In New Delhi, Home Secretary R.K. Singh said: “Prima facie, the terrorists appear to be from across the border and were Pakistani nationals”.

A caller who said his name was Baleeg-ud-din and claimed to be a Hizbul Mujahideen spokesman told a local news gathering agency that two militants of his organisation had carried out the attack. He reportedly warned that such attacks would continue in the future.

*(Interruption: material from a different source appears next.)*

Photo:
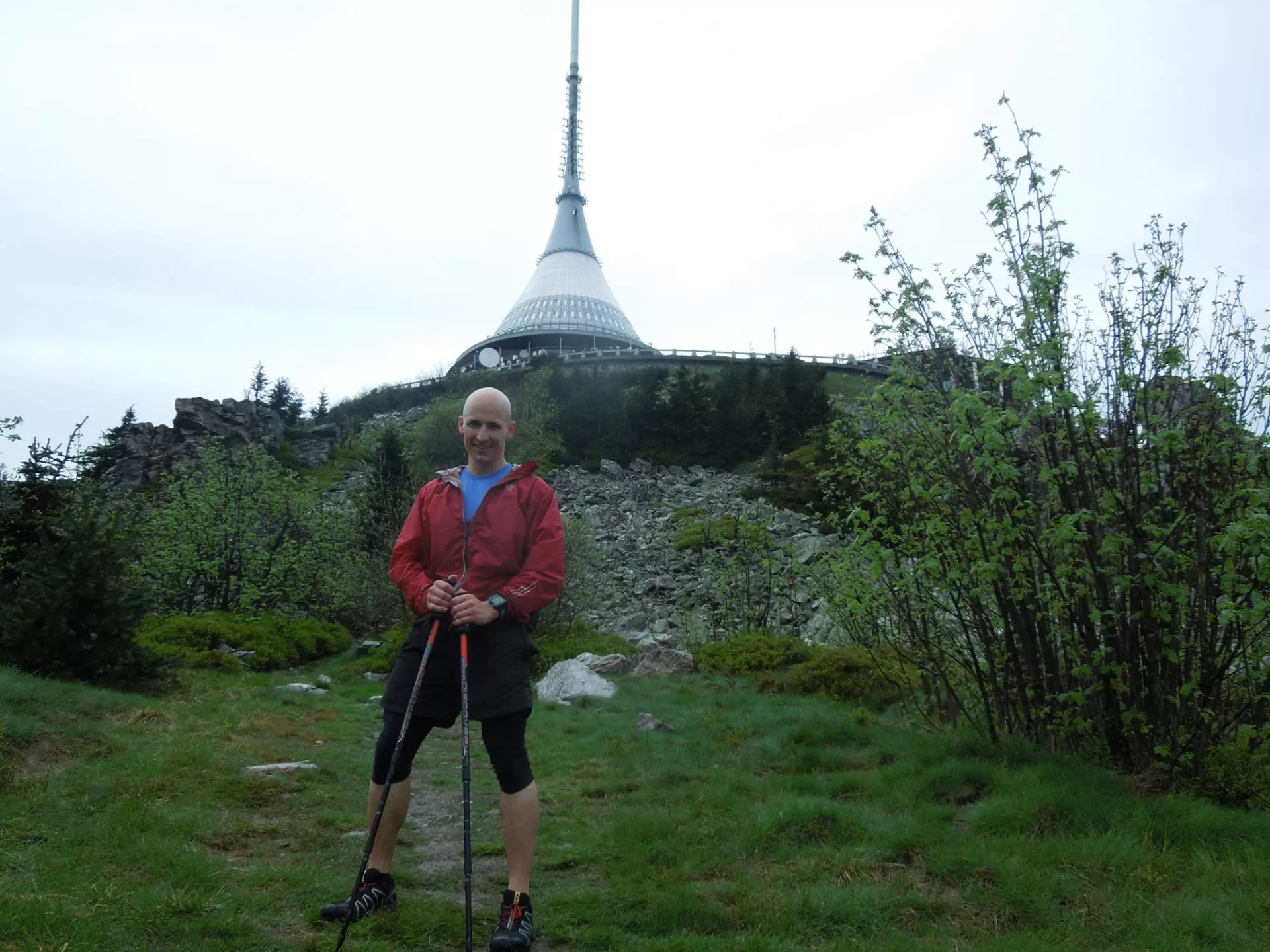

Senior officials, however, insisted that this could be an attempt to mislead the police and security forces as Hizbul Mujahideen in the past had publicly disapproved suicide attacks as “un-Islamic”. They said that only a few Pakistan-based jihadist outfits like Lashkar-e-Taiba and Jaish-e-Mohammad had carried out such strikes in J&K for over a decade of the prime of militancy before 2010. LeT, they said, was the first suspect. A suicide-type attack had left two employees of a hotel on the highway bypass dead in October 2012. The last of the 80 or so suicide strikes in the State had occurred at a hotel at the business nerve centre of Lalchowk in Srinagar in January 2010. Two militants and some policemen and civilians had died in the two-day-long operation.